Sharon Butala wonders if loneliness is a yearning for what we have lost. Well, you can’t argue with the fact that it most certainly has lived in this strange visible air that we have been breathing for the last two years. But she also believes that if you can have an honest dialogue with yourself, isolation will not be as severe.
This Strange Visible Air: Essays on Aging and the Writing Life is probably the most revealing and intimate memoir that I have ever read. She unwraps potent self criticisms and in doing so forges a relationship with me and you, her readers.
Although Butala has always had a need for solitude she was driven to the writing life very early. When young she admits that her journals were banal and narcissistic and that only her dreams were interesting. This is probably something many of us could relate to.
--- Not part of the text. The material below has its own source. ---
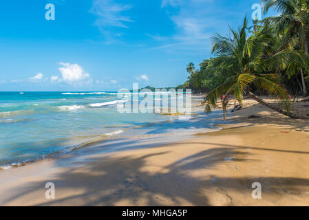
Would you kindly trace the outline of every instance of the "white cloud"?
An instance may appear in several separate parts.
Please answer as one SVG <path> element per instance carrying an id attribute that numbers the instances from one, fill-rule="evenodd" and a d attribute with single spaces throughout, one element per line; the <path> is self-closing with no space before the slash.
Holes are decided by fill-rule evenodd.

But unlike many of us she stuck herself to the writing post and in doing so allowed herself to get tangled up in the aspiration, the obsessions, and for her, in retrospect, the delusion of heightened consciousness. She wanted to be respected as an intellectual and unabashedly acknowledges that in her desire for fame and respect, she was often disappointed when she didn’t get an award for which she was nominated or when she compared herself to those writers placed in the pantheon.
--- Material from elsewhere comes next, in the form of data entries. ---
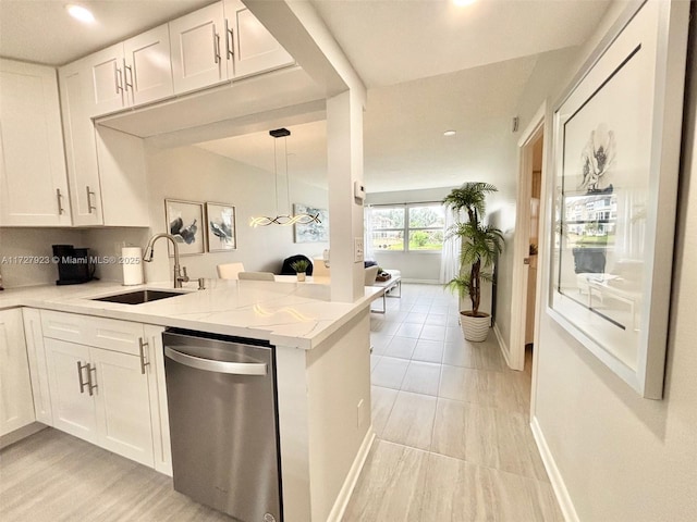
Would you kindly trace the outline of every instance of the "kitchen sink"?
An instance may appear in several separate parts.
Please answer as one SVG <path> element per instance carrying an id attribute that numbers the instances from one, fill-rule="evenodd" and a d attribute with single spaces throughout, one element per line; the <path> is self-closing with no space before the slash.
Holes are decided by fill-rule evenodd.
<path id="1" fill-rule="evenodd" d="M 144 302 L 158 301 L 169 297 L 181 296 L 184 291 L 169 290 L 135 290 L 125 294 L 117 294 L 115 296 L 96 297 L 93 301 L 120 302 L 122 304 L 142 304 Z"/>

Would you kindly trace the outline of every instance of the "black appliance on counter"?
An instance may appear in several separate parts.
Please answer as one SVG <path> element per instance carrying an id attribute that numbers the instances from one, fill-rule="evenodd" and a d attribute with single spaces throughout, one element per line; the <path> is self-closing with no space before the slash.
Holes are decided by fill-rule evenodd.
<path id="1" fill-rule="evenodd" d="M 57 285 L 77 285 L 94 279 L 95 266 L 88 248 L 72 245 L 53 245 L 53 260 L 58 265 Z"/>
The subtitle of the book is Essays on Aging and the Writing Life and for her aging and writing went hand in hand. She is now 80 and reminisces about almost breaking through the “mid-list” writers’ niche with her book Perfection of the Morning. Just at that moment large corporate entities bought up and conglomerated and whacked the creative life out of publishing – for a while anyway. This section of the book rings so true for myself – a bookseller for 50 years. So many changes, not all of them good.
It's not an easy time to be a writer. It’s not always easy to get older, especially for women. She thinks that the hardest lesson to learn growing old is that you are not special. But I would argue that she is unusual in her goal to say it as it lays. And for her, “if lucky, you will get old gradually with your body wearing out bit by bit and the soul thinning, loosening from its anchor.”
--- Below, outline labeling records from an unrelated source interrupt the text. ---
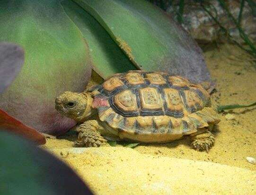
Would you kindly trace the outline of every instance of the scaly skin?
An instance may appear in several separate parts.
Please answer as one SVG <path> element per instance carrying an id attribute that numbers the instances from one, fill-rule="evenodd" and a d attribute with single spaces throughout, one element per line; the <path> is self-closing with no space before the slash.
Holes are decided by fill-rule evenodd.
<path id="1" fill-rule="evenodd" d="M 79 134 L 76 144 L 85 147 L 108 146 L 107 140 L 98 131 L 101 127 L 96 120 L 88 120 L 80 125 L 77 128 Z"/>
<path id="2" fill-rule="evenodd" d="M 210 131 L 208 130 L 205 131 L 205 133 L 190 135 L 192 141 L 191 145 L 197 151 L 206 150 L 208 153 L 214 143 L 215 137 Z"/>

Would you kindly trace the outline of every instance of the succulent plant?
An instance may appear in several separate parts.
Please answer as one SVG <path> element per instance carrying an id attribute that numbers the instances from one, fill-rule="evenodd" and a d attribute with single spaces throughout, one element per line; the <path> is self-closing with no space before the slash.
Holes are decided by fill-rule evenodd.
<path id="1" fill-rule="evenodd" d="M 0 131 L 0 194 L 92 195 L 70 167 L 27 140 Z"/>
<path id="2" fill-rule="evenodd" d="M 26 54 L 0 108 L 40 132 L 60 134 L 75 124 L 54 101 L 84 90 L 92 68 L 104 79 L 140 69 L 211 82 L 194 40 L 145 0 L 0 0 L 0 41 Z"/>

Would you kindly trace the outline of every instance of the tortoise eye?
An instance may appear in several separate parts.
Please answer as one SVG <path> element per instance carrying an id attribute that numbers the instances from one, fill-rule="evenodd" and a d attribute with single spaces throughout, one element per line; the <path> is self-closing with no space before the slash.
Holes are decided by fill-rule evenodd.
<path id="1" fill-rule="evenodd" d="M 67 104 L 67 106 L 70 108 L 72 108 L 75 106 L 75 103 L 72 102 L 70 102 Z"/>

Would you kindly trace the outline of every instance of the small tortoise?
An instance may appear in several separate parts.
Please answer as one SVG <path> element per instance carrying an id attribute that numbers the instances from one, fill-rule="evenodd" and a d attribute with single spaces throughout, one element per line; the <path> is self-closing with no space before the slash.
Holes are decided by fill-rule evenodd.
<path id="1" fill-rule="evenodd" d="M 56 109 L 78 123 L 77 144 L 98 147 L 106 140 L 163 143 L 190 135 L 197 150 L 212 146 L 219 122 L 200 85 L 162 72 L 114 75 L 86 92 L 65 92 Z"/>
While reading this book I had a couple of dreams of women who were important to me and whom I hadn’t talked to in quite a while. In the dreams they were both unhappy. I materialized her belief in the importance of female friendship and made over the phone contact. Luckily, they were ok and we had lively and warm conversations.
Thank you Sharon Butala, your life experience, by virtue of the fact that you can write and get published, is valuable!